– Раскомандовался, – буркнула Ёлка. – Ты санитар? А это вот интерны из Ленинграда. Изучают разные, э-э…
– Инвалидности! – подхватил рыжий.
– Инвалидности? Я сейчас сестру-хозяйку позову.
– Парень, ты не ори давай, – нашелся наконец Виталий, поднял глаза. – Сказано тебе… – Виталий вдруг шагнул к пацану. – Сеня, ты?
– Я-то я, а ты вчера экономистом был, у костра-то. И этот еще, вроде метростроевец. – Пацан обернулся к Ёлке: – Ты, что ли, их сюда приволокла?
– Не хами давай, я начальник турбазы вообще-то.

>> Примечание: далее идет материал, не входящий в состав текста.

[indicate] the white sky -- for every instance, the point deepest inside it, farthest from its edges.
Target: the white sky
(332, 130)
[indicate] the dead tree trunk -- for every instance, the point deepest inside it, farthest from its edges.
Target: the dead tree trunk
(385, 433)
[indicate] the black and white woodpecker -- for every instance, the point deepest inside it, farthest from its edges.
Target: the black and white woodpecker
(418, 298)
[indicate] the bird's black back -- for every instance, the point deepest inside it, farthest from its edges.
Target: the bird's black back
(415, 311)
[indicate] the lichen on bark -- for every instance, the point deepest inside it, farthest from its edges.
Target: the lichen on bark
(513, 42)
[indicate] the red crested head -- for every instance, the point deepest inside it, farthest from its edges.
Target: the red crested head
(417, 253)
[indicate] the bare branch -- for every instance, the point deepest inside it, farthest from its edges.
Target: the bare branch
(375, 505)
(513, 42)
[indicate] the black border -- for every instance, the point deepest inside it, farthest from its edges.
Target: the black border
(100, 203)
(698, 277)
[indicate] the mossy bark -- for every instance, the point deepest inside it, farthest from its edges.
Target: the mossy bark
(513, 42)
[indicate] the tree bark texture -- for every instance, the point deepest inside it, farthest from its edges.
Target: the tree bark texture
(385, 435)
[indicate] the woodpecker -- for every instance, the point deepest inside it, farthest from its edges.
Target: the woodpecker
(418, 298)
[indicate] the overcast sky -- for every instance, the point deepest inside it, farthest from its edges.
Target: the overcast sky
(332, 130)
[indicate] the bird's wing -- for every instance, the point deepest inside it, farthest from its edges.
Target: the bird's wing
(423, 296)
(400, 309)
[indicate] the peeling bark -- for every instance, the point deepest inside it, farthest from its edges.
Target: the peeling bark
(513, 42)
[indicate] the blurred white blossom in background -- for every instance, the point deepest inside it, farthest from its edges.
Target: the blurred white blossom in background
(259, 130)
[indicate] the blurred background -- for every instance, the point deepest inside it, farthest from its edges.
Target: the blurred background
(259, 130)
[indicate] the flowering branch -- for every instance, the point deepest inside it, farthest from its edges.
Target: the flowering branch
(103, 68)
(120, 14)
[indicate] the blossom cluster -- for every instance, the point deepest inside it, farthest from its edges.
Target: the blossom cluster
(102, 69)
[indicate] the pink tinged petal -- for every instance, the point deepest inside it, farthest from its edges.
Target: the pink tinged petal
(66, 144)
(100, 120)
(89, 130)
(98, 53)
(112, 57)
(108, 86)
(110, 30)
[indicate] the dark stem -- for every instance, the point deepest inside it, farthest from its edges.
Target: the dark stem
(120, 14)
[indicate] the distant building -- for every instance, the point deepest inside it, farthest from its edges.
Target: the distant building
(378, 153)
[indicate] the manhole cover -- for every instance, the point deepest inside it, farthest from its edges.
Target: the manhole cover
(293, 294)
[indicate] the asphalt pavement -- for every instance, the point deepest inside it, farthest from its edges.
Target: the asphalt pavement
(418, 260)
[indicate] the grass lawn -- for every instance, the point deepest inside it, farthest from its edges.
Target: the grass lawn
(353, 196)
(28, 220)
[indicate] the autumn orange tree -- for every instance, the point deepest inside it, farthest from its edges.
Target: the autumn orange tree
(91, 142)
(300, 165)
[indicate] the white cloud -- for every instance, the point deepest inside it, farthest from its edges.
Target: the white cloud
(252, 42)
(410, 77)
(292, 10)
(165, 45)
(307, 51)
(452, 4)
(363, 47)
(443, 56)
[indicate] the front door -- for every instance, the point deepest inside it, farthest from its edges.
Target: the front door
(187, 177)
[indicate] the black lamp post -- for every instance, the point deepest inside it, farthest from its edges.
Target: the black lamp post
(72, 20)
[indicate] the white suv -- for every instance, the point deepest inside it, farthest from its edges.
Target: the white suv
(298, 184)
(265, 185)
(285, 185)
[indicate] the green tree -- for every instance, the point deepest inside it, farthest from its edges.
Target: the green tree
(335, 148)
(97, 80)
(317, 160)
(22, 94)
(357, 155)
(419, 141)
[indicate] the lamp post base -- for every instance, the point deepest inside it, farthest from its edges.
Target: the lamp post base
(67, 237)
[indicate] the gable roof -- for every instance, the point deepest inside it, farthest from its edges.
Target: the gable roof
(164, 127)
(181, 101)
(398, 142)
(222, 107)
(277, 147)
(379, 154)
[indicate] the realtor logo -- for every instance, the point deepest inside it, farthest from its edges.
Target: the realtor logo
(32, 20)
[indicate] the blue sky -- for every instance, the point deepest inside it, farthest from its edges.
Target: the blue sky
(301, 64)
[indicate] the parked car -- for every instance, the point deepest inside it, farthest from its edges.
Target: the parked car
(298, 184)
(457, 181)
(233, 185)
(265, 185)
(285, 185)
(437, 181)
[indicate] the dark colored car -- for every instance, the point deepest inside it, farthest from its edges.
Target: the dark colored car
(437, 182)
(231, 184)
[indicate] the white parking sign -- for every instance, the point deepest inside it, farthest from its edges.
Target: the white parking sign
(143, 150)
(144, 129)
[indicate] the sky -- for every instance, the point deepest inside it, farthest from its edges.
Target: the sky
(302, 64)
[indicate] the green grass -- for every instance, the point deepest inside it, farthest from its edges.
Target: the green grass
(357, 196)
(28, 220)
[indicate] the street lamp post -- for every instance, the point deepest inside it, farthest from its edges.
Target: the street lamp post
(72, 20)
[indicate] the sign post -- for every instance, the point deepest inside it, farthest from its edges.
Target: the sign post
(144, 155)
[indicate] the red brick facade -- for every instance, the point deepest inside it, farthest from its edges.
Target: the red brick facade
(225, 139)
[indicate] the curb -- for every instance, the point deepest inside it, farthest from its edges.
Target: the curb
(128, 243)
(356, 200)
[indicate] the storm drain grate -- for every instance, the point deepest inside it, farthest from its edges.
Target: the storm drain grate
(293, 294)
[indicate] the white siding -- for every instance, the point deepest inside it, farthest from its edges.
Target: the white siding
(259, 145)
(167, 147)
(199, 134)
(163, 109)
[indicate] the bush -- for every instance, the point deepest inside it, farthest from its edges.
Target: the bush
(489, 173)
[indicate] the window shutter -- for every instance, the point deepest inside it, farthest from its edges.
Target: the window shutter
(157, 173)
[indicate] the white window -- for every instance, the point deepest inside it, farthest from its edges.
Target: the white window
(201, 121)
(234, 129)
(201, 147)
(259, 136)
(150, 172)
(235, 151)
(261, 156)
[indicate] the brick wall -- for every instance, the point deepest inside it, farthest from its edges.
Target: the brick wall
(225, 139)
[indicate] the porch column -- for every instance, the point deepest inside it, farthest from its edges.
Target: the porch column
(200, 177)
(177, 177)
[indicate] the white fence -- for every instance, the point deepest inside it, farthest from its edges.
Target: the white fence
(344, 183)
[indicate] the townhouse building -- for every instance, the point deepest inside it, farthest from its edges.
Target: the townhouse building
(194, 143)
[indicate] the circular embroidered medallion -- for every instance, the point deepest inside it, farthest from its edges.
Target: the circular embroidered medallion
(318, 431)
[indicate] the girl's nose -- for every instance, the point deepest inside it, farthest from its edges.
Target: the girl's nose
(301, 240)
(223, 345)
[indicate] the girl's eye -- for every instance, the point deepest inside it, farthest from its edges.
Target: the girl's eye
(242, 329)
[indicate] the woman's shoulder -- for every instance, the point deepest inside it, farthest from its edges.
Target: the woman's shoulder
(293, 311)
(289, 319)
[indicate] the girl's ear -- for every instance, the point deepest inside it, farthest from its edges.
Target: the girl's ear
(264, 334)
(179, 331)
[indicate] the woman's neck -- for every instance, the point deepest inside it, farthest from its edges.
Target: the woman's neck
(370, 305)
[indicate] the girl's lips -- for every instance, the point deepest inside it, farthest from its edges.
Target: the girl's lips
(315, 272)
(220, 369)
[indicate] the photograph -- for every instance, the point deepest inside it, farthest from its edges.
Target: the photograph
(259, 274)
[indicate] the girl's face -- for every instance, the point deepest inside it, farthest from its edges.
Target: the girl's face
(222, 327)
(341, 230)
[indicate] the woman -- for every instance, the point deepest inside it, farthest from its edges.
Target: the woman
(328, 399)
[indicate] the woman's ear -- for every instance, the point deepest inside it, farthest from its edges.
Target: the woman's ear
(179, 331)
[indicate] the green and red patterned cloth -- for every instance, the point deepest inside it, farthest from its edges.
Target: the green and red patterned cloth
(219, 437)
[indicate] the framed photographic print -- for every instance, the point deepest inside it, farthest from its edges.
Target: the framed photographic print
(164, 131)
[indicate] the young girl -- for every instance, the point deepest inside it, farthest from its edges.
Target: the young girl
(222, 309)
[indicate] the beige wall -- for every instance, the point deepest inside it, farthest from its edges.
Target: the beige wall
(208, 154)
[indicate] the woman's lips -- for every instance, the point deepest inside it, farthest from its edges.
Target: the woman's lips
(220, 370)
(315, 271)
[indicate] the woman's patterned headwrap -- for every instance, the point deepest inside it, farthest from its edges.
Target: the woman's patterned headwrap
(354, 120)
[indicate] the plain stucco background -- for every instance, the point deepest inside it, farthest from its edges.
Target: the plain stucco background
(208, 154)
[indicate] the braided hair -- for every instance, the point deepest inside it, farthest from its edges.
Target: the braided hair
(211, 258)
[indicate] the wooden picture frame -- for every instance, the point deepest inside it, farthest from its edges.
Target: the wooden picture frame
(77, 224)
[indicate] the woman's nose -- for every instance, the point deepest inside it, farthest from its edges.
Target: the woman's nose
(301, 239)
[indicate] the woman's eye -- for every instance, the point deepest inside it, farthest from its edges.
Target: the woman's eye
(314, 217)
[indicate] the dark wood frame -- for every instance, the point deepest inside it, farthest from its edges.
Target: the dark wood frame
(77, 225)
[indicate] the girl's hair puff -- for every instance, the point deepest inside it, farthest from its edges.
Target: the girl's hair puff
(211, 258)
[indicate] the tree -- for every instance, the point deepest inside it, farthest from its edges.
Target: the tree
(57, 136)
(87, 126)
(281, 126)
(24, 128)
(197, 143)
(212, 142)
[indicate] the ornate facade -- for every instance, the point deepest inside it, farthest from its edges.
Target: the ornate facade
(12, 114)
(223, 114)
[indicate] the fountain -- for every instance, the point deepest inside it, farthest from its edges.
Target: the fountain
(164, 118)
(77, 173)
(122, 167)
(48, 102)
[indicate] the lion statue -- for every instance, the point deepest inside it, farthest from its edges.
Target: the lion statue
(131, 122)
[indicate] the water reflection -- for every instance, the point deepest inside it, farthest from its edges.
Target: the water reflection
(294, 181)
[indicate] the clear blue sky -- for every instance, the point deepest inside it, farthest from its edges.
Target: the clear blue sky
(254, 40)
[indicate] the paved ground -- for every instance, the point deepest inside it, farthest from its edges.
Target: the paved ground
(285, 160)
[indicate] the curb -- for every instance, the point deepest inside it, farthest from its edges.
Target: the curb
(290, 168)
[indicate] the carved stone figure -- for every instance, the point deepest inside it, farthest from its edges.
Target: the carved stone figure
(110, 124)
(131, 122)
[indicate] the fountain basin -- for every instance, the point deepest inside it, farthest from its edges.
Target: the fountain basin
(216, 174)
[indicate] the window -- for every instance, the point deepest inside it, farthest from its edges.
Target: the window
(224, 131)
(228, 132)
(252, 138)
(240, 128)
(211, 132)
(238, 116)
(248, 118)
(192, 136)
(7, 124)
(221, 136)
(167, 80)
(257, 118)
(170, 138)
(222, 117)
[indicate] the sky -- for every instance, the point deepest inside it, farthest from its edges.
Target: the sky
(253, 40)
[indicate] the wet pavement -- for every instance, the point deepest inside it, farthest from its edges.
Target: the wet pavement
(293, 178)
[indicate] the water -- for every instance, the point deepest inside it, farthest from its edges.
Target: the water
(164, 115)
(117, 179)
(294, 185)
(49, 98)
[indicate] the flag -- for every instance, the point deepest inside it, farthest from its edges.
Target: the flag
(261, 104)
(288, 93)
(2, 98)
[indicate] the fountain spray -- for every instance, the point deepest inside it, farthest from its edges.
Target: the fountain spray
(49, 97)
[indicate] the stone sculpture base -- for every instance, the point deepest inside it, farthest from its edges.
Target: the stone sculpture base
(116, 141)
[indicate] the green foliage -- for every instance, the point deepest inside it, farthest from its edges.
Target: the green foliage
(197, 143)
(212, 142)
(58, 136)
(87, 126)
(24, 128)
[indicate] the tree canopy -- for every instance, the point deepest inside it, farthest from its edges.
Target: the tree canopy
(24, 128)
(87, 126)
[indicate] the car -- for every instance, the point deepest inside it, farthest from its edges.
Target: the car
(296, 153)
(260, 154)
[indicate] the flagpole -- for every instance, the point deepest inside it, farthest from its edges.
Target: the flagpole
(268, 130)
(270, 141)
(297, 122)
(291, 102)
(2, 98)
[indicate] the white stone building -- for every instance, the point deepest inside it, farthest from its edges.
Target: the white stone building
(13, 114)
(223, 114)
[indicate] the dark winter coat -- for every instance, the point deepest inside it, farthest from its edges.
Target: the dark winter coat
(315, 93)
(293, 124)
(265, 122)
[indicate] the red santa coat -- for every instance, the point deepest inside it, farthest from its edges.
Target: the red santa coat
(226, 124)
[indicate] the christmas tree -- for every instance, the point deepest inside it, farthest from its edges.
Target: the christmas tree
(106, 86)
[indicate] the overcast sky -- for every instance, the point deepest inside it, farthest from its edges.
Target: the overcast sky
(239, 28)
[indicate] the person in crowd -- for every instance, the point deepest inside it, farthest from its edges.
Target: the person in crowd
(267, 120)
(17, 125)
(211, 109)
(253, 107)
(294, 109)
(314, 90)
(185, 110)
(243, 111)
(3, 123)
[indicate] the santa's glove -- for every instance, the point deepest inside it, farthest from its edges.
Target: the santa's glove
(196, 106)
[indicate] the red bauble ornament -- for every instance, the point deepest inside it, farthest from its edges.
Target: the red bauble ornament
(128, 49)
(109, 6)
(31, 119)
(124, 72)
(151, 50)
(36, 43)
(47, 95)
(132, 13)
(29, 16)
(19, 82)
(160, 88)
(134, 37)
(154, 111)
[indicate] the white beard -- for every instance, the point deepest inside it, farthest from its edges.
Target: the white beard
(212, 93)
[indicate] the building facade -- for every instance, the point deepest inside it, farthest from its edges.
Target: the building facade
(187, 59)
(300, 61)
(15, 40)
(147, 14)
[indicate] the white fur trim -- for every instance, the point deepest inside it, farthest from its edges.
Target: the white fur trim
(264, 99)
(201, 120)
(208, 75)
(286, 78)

– Вот и проваливай на турбазу.
Ёлка поправила прическу, сняла мешковатый халат, бросила на пол, подтянула пояс платья на талии. Слегка улыбнулась пацану и вышла из палаты. Обернувшись из конца коридора, увидела, что пацан смотрит ей вслед, судорожно сглатывает. Виталий пытается ему всучить свой недопитый портвейн, видно, чтобы санитар помалкивал. По тому, как пацан поднял и прижал к себе ее халат, Ёлка поняла, что он Виталия не слышит. Была готова поспорить: стоит ей щелкнуть пальцами, этот санитар за ней собачонкой припустит.
На Оборонном острове, южнее на Валааме некуда, Подосёнов с Васькой стояли возле колодца, обложенного по периметру плюхами мха. Поверху сплелся дикий шиповник, не пускал заглянуть. Но даже в просветах черноты Подосёнову, стоявшему перед колодцем на своей тележке, считай, что на коленях, мерещился клад.
Еще в прошлом году его заинтересовала ржавая тройная колючка, опутывающая Оборонный, тонущая в лужах и снова выползающая на мох, – линия Маннергейма. Этим летом наконец добрались до самой вышки, замаскированной под сосну, – под ней доты, капониры, казематы, выстроенные крепко, будто с войны год прошел, а не тридцать.
Подосёнову тут легко дышалось.
На вышку Васька один поднялся на руках, ничего там, кроме обзора, не было. А в колодец Подосёнова решили спускать на лебедке – он сам мастерил ее, когда первый схрон обнаружили, лет десять тому, недалеко от Центрального филиала. Финны свое дело знали – первый схрон замаскировали, продолбив скалу метра на четыре вглубь. Дверца поднималась на вершок от земли, не больше, на своих двоих человек перешагнет и пойдет дальше, а Подосёновскую тележку качнуло, едва не опрокинулся. Так схрон и обнаружил. Взрывчатки в той землянке лежало столько, что все три филиала валаамских взлетели бы ласточками. Красный филиал они с Васькой обшарили, когда турбазы и в помине не было. Нашли винтовки советские, обоймы. Дичи непуганой настреляли. Одно плохо: филиалы обжитые теперь. То инвалиды, то турбаза раскинулась, экскаватор пригнали – канатку строить между холмами. Как сезон начинается, в бухтах дикари пристают, швартуются, костры жгут. Точно в кольцо Подосёнова норовят взять.
– Васька, а чего там турбаза? Канатка? Расширяться будут или нет?
– Семена спроси, – Васька подмигнул. – Он теперь там каждый день, Ландыря дочку катает на лодке. Сидит, как фарфоровая, наш ей чего-то толкует.